9.2
Route Filtering and Manipulation Process (Policies)
9.2.1
Route filtering and attribute manipulation
The concept of route filtering is straightforward: A BGP speaker can choose what routes to send and what routes to receive from any of its BGP peers. Route filtering is essential in defining routing policies-for example, a network administrator can identify the inbound traffic they are willing to accept from other ASs by specifying the list of routes that should be advertised over EBGP. Conversely, an AS can control what routes its outbound traffic uses by specifying the routes it accepts from its neighbors.

Filtering can also used to limit routing updates flowing from one routing protocol to another. Routes permitted through a filter can have their attributes manipulated to affect the BGP best path decision process.

Inbound and Outbound Filtering

Both the inbound and outbound filtering concepts can be applied between peers and between routing protocols running on a single router; The Figure to the left illustrates this.

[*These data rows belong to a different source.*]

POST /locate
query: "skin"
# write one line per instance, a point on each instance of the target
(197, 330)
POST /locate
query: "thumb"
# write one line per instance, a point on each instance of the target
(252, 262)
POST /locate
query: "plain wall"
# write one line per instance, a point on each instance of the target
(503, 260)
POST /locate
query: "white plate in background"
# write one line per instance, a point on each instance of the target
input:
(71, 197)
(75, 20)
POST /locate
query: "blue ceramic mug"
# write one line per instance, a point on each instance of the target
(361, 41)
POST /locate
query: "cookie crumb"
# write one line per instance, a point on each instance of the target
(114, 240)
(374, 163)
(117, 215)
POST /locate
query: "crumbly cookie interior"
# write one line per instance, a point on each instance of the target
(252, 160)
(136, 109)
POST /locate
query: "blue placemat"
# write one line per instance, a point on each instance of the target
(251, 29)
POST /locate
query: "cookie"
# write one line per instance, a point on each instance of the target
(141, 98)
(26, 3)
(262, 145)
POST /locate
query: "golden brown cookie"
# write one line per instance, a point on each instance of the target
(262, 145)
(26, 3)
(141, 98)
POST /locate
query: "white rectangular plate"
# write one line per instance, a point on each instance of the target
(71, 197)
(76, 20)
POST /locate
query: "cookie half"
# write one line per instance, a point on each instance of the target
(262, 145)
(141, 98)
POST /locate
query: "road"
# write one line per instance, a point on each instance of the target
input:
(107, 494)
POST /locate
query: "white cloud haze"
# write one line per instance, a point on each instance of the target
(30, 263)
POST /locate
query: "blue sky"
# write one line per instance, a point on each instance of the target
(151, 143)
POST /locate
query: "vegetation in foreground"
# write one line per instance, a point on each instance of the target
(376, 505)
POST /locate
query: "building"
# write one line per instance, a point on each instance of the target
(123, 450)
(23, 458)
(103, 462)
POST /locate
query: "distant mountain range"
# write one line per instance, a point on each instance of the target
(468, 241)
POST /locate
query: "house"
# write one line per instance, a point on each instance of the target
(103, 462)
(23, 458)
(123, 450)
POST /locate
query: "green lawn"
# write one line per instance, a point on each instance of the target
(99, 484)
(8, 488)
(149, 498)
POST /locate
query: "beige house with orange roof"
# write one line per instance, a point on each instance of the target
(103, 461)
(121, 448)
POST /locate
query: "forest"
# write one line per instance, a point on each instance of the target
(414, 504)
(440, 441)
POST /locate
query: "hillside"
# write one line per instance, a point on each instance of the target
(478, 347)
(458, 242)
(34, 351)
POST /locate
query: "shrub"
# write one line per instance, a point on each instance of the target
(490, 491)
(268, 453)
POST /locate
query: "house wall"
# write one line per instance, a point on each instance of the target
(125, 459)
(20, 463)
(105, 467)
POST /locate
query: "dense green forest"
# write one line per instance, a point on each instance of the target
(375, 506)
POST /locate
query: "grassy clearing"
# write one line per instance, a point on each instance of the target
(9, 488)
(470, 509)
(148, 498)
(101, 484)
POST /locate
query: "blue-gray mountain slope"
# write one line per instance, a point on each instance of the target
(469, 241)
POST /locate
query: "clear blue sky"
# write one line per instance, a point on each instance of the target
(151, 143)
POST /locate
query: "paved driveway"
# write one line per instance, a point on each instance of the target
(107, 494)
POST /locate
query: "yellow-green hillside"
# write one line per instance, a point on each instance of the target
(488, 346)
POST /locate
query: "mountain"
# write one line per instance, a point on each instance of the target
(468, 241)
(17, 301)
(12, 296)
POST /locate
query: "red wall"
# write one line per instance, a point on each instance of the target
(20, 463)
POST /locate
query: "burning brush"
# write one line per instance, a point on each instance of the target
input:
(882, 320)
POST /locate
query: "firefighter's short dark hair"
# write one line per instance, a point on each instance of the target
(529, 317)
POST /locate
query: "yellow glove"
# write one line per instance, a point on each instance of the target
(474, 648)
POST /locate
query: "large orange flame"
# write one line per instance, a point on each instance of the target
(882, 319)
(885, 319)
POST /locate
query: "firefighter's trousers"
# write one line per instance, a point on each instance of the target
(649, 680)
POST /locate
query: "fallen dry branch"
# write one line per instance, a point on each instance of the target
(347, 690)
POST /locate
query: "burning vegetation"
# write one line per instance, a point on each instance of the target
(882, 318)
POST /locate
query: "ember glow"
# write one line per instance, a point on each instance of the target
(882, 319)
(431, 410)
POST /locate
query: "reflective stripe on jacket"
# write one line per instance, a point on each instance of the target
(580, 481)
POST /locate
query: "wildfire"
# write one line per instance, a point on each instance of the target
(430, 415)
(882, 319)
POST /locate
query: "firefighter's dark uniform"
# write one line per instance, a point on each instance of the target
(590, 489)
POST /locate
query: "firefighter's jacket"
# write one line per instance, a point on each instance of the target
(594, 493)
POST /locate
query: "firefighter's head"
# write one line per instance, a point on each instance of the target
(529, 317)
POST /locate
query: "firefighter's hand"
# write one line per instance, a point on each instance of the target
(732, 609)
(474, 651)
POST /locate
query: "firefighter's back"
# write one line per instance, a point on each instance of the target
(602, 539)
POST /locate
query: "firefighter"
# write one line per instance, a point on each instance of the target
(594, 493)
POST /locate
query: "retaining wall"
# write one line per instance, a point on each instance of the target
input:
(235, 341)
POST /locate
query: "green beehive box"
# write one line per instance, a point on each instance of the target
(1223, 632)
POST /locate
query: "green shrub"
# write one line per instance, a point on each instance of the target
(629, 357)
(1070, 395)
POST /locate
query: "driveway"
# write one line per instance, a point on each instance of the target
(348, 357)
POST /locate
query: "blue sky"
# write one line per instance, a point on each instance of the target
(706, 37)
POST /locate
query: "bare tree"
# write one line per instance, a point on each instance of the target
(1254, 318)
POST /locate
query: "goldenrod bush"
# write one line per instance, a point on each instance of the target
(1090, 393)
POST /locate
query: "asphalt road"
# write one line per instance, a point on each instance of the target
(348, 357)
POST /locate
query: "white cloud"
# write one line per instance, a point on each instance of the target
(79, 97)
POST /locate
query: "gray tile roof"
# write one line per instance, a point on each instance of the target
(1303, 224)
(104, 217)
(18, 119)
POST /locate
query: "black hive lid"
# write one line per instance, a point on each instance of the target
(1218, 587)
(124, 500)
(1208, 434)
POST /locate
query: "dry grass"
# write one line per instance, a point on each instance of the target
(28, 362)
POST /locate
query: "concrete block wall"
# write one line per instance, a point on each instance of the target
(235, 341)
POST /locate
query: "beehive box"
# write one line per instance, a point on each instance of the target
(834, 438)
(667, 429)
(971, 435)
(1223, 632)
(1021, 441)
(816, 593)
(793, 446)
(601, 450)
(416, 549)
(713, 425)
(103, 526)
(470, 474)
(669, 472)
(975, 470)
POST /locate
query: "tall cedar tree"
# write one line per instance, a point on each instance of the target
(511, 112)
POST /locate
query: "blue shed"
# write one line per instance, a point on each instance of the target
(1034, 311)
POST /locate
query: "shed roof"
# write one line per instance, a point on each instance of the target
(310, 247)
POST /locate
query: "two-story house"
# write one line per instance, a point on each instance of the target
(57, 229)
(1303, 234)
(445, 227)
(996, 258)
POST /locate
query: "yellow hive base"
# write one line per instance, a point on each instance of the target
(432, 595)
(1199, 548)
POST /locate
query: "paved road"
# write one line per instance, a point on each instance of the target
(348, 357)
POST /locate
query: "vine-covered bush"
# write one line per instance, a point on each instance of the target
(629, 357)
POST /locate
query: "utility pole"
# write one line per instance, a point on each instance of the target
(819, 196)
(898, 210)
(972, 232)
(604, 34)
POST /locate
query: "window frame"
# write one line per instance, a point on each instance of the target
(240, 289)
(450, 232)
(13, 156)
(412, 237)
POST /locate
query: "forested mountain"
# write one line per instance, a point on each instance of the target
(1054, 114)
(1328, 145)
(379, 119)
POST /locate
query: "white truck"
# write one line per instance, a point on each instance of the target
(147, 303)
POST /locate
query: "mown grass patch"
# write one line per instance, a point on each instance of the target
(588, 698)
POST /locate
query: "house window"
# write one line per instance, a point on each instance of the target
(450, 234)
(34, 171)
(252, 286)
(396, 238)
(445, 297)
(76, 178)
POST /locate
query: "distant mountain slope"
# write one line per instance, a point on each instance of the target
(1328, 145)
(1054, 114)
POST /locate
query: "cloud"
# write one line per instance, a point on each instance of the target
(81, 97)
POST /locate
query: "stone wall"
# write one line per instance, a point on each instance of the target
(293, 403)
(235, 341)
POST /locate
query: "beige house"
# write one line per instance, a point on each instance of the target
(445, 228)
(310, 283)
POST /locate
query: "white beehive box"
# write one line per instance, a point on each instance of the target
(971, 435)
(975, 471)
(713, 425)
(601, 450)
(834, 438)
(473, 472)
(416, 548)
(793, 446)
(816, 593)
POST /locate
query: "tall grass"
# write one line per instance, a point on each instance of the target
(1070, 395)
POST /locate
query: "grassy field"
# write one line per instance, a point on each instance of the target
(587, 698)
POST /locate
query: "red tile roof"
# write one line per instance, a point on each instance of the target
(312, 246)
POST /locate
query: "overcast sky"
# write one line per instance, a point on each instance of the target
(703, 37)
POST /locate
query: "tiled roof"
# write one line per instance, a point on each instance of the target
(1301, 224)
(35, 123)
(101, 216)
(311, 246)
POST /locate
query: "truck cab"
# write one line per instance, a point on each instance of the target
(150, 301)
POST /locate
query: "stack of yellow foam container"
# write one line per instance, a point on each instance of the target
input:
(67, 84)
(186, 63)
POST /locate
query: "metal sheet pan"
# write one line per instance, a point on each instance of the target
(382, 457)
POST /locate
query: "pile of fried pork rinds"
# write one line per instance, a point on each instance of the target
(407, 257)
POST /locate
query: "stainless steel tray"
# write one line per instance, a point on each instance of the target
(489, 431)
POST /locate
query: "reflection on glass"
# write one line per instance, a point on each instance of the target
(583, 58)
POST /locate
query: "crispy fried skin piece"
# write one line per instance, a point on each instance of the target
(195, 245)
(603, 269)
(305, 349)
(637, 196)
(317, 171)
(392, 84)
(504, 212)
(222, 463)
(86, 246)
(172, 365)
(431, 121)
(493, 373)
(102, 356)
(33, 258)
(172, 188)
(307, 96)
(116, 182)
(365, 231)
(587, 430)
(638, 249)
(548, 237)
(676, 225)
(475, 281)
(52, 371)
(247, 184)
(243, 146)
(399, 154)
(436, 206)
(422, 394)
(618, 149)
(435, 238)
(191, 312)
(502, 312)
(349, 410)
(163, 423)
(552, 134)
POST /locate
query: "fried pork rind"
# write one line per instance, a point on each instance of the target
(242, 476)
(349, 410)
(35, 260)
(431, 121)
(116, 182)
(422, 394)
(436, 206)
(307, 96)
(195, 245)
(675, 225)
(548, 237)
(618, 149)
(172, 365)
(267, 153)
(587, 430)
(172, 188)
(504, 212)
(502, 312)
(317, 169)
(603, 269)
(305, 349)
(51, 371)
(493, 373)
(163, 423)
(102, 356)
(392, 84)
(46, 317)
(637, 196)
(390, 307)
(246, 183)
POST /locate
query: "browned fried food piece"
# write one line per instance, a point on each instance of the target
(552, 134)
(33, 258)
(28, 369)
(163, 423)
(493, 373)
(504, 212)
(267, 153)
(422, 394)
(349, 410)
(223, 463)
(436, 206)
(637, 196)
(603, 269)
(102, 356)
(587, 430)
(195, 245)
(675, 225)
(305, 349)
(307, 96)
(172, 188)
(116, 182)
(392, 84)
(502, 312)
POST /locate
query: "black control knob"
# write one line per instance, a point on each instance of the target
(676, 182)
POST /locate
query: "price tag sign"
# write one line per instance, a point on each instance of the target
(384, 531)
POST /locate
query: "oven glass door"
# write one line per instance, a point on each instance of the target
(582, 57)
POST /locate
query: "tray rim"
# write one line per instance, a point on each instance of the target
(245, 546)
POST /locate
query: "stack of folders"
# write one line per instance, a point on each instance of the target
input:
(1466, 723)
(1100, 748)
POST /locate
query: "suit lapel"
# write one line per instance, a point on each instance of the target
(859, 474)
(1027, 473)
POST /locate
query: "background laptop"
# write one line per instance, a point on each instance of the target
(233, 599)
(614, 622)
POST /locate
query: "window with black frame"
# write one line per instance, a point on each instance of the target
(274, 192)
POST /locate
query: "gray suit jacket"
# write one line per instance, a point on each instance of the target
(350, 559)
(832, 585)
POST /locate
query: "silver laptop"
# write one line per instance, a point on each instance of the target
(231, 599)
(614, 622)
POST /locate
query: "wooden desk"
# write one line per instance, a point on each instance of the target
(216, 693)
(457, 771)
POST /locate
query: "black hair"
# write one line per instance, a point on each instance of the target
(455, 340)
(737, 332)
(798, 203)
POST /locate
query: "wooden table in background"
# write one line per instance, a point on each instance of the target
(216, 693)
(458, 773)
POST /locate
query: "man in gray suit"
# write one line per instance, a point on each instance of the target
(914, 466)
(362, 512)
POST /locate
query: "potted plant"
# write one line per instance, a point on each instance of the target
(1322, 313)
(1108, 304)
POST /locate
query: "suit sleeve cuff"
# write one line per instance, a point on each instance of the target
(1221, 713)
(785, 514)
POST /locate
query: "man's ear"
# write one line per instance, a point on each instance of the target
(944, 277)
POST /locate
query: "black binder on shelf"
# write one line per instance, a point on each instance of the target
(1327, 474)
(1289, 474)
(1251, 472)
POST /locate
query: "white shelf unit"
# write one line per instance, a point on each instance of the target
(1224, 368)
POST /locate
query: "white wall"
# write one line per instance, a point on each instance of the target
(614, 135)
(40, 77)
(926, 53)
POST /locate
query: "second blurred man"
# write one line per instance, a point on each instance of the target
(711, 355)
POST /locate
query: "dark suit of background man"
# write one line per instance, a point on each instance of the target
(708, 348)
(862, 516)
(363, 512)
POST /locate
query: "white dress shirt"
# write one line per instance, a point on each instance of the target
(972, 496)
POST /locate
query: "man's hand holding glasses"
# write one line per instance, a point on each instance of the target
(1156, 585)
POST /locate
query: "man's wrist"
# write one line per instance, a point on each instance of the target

At the peer level, inbound filtering indicates that the BGP speaker is filtering routing updates coming from other peers, and outbound filtering limits the routing updates advertised from this BGP speaker towards other peers. Filtering behavior is the same whether the BGP peers are external (EBGP) or internal (IBGP). At the protocol level, inbound filtering limits the routing updates being injected into a protocol. Outbound filtering limits the routing updates being injected from this protocol. With respect to BGP, for example, inbound filtering limits the updates being redistributed from other protocols such as IGP and static into BGP. Outbound filtering limits the updates being redistributed from BGP into IGP.